Fractures in children are significantly different then they are in adults. Children have a membrane which covers the bone called a periosteum. The child’s periosteum as opposed to that of the adult periastium is thicker. It has active cells, which make bone, contained in it, has a very rich blood supply. Therefore children are able to heal their fractures much more rapidly than adults and can remodel or correct for any residual deformity. This means that in general children have some tolerance for residual angulation and displacement, which can’t be compensated in an adult.
The pitfall in children’s fractures is the closeness to their growth plate. At the end of each long bone a child has a soft cartilage growth plate. At the end of each long bone a child has a soft cartilage growth plate. This growth plate is sensitive to trauma or injury. On occasion, it can close or partially close, which means it can stop growing. This would leave the child with a shortened bone or more commonly an angular deformity of the arm or leg. If this were to occur it can be corrected at a later date.

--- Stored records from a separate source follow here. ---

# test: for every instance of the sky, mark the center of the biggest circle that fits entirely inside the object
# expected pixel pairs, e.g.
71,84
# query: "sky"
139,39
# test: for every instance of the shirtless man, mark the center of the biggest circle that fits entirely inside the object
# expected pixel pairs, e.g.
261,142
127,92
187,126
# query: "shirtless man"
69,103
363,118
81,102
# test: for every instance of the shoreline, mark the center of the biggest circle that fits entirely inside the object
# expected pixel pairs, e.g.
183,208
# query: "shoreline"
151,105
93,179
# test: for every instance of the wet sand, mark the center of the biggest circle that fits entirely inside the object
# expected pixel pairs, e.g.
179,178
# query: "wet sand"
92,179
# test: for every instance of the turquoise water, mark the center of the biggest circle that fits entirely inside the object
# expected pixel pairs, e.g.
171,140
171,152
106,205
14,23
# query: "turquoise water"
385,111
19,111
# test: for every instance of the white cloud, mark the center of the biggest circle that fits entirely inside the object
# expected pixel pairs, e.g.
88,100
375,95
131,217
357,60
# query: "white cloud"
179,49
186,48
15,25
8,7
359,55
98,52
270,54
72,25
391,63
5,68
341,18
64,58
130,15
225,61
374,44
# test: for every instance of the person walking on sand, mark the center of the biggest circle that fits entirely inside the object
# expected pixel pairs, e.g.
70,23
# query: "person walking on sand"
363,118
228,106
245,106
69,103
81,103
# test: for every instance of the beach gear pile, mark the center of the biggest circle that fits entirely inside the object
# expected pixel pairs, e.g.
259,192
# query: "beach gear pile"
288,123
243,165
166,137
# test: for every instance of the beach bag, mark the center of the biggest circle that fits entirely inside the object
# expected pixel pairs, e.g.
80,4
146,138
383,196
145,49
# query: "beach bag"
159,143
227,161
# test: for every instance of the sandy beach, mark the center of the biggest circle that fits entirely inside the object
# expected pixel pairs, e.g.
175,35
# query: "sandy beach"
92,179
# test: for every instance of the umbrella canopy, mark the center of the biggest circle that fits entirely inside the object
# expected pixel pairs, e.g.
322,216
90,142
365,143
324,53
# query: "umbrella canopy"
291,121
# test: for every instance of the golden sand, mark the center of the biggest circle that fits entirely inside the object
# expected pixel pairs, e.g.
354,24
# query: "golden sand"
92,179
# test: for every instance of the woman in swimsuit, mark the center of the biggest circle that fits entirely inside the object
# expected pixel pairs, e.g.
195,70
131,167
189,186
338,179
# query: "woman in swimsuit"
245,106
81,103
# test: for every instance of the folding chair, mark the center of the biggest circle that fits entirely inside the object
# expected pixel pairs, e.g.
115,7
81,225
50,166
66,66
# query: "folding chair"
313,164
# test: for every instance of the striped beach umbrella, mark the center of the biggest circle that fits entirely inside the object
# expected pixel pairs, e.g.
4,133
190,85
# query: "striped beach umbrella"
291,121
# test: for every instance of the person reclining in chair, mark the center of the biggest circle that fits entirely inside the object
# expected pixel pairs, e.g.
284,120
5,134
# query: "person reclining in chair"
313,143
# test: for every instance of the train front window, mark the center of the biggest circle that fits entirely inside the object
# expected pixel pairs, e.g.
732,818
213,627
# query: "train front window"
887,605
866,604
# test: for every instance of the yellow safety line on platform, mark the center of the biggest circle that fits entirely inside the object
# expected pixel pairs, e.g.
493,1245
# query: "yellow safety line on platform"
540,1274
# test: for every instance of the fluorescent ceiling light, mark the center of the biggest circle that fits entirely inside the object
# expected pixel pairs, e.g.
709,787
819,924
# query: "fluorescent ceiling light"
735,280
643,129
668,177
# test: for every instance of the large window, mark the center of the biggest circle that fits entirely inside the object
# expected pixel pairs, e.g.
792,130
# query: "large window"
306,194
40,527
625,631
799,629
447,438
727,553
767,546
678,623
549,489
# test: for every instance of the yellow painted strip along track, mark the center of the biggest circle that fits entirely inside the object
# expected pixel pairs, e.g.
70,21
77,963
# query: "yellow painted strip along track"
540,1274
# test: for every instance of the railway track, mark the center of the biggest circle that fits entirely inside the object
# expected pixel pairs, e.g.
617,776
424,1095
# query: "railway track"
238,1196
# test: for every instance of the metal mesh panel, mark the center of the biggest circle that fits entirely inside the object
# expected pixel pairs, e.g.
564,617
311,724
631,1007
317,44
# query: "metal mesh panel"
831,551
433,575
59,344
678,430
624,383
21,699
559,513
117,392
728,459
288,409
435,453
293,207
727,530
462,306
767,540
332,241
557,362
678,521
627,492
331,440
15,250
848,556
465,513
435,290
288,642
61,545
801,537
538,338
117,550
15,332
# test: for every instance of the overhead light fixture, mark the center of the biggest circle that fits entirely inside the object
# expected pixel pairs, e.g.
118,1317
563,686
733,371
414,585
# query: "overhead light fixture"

Children’s fractures are typically immobilized in a cast for the full period of healing. It is rarely necessary to send children to physical therapy after their fractures heal. Joint stiffness in children is quite uncommon, whereas in adults it is of much greater concern.
Once your child’s fracture heals, the cast will be removed and normal use of the extremity will be all that is required to restore function.
Occasionally, with very severe or unusual injures it may be necessary to operate in order to realign the fracture pieces. This is typically done in fractures about the elbow and in specific fractures adjacent to joints, as well as some of the growth plate fractures mentioned above. Once the fracture heals and the cast has been removed your child can resume normal activity on a graded basis. This means that it is important that relative normal range of motion has been restored to the adjacent joints before strenuous physical activities is begun.